310, c’est le numéro du bus londonien mis en circulation, le 1er septembre dernier, entre Golders Green et Stamford Hill Broadway. Il est rouge, comme les autres bus de la capitale anglaise, et fonctionne tous les jours de 7 heures à 19 heures avec une fréquence de passage de 20 minutes. Rien d’original, si ce n’est la raison de cette création de ligne.

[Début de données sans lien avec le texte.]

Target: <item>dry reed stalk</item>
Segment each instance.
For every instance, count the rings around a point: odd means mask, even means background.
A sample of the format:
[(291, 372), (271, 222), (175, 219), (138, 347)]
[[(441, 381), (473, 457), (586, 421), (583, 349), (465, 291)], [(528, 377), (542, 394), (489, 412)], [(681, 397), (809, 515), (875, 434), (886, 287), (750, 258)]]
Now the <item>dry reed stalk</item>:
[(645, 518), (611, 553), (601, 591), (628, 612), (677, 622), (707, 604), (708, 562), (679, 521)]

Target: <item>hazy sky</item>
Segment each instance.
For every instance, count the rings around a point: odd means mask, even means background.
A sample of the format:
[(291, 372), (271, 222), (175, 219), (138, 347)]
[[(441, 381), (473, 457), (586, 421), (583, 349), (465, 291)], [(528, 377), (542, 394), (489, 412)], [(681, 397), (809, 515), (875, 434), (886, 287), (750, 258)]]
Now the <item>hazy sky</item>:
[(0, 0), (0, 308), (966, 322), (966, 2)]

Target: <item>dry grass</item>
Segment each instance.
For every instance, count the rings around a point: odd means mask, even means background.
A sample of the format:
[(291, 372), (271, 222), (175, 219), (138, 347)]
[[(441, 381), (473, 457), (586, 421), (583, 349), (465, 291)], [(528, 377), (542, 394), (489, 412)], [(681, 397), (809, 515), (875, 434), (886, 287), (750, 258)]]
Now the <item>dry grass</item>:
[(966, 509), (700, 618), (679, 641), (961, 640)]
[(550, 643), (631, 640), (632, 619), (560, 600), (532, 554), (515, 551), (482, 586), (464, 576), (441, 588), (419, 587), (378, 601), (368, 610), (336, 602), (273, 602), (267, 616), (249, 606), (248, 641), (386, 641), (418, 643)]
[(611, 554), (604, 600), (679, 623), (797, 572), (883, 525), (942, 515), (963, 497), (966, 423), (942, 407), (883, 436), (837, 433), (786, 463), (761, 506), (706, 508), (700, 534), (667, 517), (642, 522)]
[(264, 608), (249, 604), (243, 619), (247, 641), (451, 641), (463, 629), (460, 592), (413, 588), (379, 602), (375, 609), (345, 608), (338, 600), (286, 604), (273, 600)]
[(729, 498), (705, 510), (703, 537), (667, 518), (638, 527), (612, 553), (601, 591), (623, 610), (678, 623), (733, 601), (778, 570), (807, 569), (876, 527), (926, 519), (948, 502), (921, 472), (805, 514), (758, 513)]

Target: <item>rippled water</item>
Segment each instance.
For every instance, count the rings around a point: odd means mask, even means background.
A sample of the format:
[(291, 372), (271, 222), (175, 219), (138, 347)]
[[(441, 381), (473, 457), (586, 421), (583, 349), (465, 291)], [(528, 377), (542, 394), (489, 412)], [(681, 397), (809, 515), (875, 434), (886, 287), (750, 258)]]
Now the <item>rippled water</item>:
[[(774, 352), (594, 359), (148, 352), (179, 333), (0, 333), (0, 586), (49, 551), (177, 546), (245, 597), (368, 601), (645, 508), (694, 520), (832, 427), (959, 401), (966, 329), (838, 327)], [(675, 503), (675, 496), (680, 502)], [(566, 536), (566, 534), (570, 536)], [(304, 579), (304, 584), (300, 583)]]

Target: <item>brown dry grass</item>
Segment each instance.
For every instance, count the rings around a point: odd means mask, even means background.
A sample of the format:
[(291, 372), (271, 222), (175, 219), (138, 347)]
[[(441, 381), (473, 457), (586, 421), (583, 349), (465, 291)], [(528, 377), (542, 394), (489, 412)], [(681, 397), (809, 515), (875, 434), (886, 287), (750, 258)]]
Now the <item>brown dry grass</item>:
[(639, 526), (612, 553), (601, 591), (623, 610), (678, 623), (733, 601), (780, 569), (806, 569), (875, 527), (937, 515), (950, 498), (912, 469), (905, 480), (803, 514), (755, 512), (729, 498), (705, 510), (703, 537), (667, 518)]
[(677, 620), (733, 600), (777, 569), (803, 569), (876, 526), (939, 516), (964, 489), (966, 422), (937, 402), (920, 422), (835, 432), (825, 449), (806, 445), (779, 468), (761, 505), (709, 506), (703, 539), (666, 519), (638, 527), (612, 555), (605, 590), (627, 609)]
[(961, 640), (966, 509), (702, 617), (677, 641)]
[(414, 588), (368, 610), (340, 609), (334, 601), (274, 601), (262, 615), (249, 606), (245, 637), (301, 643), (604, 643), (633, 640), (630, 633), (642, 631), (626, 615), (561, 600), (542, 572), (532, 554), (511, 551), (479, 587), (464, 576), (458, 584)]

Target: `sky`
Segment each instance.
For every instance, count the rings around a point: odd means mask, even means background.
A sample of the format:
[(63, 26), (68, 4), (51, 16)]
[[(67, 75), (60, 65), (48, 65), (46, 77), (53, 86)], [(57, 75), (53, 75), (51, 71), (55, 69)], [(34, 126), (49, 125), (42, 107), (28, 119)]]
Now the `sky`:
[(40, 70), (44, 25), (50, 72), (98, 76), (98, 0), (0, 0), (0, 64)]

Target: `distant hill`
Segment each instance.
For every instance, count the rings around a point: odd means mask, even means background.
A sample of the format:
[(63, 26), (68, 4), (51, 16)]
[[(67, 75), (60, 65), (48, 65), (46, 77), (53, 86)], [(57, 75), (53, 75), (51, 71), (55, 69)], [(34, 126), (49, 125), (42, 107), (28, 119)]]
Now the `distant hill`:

Son ouverture n’a pas pour but de désengorger les lignes 210 et 273 qui font le même trajet mais répond à une demande de la communauté juive, comme l’a indiqué Sadiq Khan, le maire de Londres à la BBC : « Depuis 16 ans, les communautés juives de Stamford Hill et de Golders Green font pression pour un lien direct entre ces deux communautés ». Une requête qui a pris plus de poids ces derniers mois « en raison de la montée massive de l’antisémitisme depuis le 7 octobre de l’année dernière ».
Des juifs menacés
Après avoir recueilli de nombreux témoignages de familles « effrayées par les abus qu'elles avaient subis » dans les transports en commun de sa ville, le maire avait promis, en cas de réélection, de lancer cette expérimentation d’une année devant permettre aux juifs londoniens de se sentir « en sécurité lorsqu'ils voyagent ». C’est chose faite, pour un coût de 3.160.000 livres sterling (3.747.586 euros).
Une initiative saluée par les représentants du London Jewish Forum et du Board of Deputies of British et qui semble faire consensus. Pourtant, aussi louable soit-elle, la démarche devrait faire réagir. Ce n’est pas le cas. En 2024, les êtres humains peuvent être séparés en fonction de leur appartenance à un groupe ethnique ou religieux, sans que cela ne fasse scandale.
Où sont passés les humanistes, d’habitude si prompts à réagir lorsqu’il s’agit de ségrégation ? Que sont devenus les bien-pensants qui, en 2013, avaient crié au racisme lorsque le ministre israélien des Transports avait créé des lignes de bus séparées pour les Israéliens et les Palestiniens ? Trouvent-ils normal que faute de pouvoir protéger une frange de la population en éradiquant la menace qui pèse sur elle, le maire d’une capitale européenne officialise sa mise au ban de la société ?
Des juifs retranchés
Cette mesure est une preuve de plus que l’antisémitisme gagne du terrain (+278,9 % de crimes haineux antisémites enregistrés en un an à Londres) mais également qu’il est accepté, que le monde apprend à vivre avec plutôt que de le combattre. Ce, en Angleterre comme en France et plus généralement en Europe. Menacés, les juifs n’ont d’autre choix que de se replier sur eux-mêmes, de vivre reclus. D’une certaine manière, ils sont ostracisés.
En Angleterre, pays non laïque, multiculturel par excellence et ayant longtemps pratiqué la discrimination positive, le vivre-ensemble a aussi du plomb dans l’aile. Comme quoi, le problème ne vient peut-être pas que du modèle d’intégration.